Angular impulse-momentum principle: $M\,t = I(\omega_f - \omega_0)$. With $\omega_f = 0$:

$$M(15) = 12(0 - 25.13) = -301.6\ \text{kg·m}^2/\text{s}$$ $$M = \frac{-301.6}{15} = -20.11\ \text{N·m}$$

The negative sign indicates a decelerating (braking) torque.

Braking torque magnitude $= 20.1\ \text{N·m}$.

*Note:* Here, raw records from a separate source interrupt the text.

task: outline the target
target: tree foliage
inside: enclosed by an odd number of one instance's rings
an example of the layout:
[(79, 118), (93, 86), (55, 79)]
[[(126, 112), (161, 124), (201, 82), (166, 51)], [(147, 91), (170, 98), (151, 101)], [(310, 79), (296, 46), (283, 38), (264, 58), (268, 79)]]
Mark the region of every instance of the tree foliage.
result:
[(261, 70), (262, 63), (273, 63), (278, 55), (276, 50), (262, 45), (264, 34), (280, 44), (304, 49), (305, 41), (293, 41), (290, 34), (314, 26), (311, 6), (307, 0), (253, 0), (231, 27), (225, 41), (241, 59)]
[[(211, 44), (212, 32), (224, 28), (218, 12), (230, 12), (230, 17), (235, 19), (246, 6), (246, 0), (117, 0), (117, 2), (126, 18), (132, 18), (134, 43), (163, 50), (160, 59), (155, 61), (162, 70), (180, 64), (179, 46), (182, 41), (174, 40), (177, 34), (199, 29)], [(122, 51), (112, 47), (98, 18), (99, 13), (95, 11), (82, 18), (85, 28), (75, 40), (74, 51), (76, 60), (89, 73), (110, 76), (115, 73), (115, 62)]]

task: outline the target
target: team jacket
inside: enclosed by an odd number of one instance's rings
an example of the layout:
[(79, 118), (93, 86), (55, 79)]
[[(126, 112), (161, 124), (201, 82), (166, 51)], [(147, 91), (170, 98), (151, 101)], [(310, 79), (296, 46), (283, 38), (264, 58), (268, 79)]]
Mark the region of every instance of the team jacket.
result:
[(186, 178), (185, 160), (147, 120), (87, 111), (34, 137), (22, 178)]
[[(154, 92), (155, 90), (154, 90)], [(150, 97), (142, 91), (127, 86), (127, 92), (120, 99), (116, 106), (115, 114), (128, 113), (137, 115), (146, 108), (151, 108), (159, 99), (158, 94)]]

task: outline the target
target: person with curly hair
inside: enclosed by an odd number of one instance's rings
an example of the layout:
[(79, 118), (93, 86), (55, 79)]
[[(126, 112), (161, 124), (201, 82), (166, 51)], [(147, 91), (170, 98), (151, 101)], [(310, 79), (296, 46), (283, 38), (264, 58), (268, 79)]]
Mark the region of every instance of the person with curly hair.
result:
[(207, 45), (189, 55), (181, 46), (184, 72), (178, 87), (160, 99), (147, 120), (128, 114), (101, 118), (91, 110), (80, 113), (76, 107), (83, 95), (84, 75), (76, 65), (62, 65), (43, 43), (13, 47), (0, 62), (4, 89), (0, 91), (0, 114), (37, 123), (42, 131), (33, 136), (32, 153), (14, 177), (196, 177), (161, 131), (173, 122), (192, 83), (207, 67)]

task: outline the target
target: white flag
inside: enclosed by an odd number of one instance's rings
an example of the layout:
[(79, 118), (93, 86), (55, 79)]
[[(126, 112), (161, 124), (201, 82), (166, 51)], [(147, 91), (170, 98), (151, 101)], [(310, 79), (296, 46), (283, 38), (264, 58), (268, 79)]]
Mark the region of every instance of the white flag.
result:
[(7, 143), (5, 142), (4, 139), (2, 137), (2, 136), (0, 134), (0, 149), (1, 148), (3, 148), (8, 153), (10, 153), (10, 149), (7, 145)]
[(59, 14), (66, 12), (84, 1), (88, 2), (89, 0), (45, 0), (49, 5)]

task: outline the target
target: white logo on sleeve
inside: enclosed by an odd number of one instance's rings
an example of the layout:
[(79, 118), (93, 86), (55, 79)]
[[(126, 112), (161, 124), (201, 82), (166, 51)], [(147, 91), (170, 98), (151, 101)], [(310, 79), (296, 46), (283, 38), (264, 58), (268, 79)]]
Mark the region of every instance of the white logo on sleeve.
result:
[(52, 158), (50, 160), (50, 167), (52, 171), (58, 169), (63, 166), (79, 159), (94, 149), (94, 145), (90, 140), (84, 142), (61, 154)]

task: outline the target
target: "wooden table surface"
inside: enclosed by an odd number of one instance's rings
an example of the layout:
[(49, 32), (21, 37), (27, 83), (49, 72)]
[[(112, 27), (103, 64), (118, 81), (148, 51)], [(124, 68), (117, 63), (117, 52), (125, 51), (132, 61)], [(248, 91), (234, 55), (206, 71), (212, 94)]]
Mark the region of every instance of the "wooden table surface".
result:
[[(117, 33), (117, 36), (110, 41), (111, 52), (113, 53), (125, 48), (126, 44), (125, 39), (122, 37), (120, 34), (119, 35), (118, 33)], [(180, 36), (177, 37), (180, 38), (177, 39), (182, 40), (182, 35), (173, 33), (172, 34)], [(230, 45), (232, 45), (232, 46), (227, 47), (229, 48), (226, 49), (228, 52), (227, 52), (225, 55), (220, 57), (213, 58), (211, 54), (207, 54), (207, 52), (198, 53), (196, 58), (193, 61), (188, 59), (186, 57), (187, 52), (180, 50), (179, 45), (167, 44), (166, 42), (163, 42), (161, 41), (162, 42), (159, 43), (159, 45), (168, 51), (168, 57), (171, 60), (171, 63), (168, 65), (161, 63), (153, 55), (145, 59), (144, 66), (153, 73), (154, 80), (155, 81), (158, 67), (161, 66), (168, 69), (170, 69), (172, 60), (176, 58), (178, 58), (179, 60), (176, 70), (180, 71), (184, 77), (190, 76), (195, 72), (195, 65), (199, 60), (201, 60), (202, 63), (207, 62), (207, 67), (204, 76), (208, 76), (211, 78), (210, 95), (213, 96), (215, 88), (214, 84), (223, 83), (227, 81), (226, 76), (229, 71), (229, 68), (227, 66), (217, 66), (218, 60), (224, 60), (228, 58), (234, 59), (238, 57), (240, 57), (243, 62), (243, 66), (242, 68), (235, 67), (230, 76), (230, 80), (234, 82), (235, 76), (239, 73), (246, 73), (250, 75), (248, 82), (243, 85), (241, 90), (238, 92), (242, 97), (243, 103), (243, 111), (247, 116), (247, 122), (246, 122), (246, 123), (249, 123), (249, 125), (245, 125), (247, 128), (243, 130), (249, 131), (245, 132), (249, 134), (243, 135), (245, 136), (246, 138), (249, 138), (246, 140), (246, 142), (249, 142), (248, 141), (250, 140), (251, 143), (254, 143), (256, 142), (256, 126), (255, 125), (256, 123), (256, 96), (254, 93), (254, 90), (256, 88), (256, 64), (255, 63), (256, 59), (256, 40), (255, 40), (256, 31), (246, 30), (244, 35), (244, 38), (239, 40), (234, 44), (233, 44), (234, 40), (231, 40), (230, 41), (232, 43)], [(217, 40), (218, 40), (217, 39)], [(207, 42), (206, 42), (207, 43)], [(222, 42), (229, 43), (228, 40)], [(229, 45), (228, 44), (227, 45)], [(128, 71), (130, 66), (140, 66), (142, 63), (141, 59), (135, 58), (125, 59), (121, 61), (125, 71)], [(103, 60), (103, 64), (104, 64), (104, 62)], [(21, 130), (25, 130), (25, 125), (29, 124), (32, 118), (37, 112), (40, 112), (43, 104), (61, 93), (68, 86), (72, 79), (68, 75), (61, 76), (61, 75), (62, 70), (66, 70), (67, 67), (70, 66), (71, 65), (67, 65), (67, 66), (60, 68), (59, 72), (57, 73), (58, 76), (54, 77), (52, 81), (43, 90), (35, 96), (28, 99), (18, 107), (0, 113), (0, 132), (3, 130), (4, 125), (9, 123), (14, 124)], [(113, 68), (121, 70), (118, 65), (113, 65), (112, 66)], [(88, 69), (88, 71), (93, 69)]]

Revolutions during braking. Angular deceleration:

$$\alpha = \frac{\omega_f - \omega_0}{t} = \frac{0 - 25.13}{15} = -1.675\ \text{rad/s}^2$$

Angle turned (using $\omega_f^2 = \omega_0^2 + 2\alpha\theta$):

$$0 = 25.13^2 + 2(-1.675)\theta \;\Rightarrow\; \theta = \frac{631.5}{3.351} = 188.5\ \text{rad}$$ $$N = \frac{188.5}{2\pi} = \frac{188.5}{6.2832} = 30.0\ \text{rev}$$

Number of revolutions during braking $\approx 30$.

(a) Resonance. Resonance occurs in a forced vibration when the forcing (excitation) frequency $\omega$ approaches the natural frequency $\omega_n$ of the system, i.e. the frequency ratio $r = \omega/\omega_n \to 1$. At resonance the magnification factor becomes very large (theoretically infinite for an undamped system), so even a small periodic force produces very large amplitudes of vibration.

Engineering significance: In civil structures (bridges, tall buildings, floors, machine foundations) resonance can cause excessive deflections, fatigue, discomfort and even collapse. Designers must ensure the natural frequencies of a structure are well separated from the dominant frequencies of expected dynamic loads (wind, earthquake, pedestrian/traffic, rotating machinery), and provide adequate damping.

(b) Magnification factor and steady-state amplitude.

Frequency ratio:

$$r = \frac{\omega}{\omega_n} = \frac{6}{8} = 0.75$$

For an undamped forced system the magnification factor (dynamic magnification) is:

$$MF = \frac{1}{|1 - r^2|} = \frac{1}{|1 - 0.75^2|} = \frac{1}{1 - 0.5625} = \frac{1}{0.4375} = 2.286$$

Static deflection $x_{st} = F_0/k = 5\ \text{mm}$. Steady-state amplitude:

$$X = MF \times x_{st} = 2.286 \times 5 = 11.43\ \text{mm}$$

Magnification factor $= 2.29$; steady-state amplitude $X = 11.43\ \text{mm}$.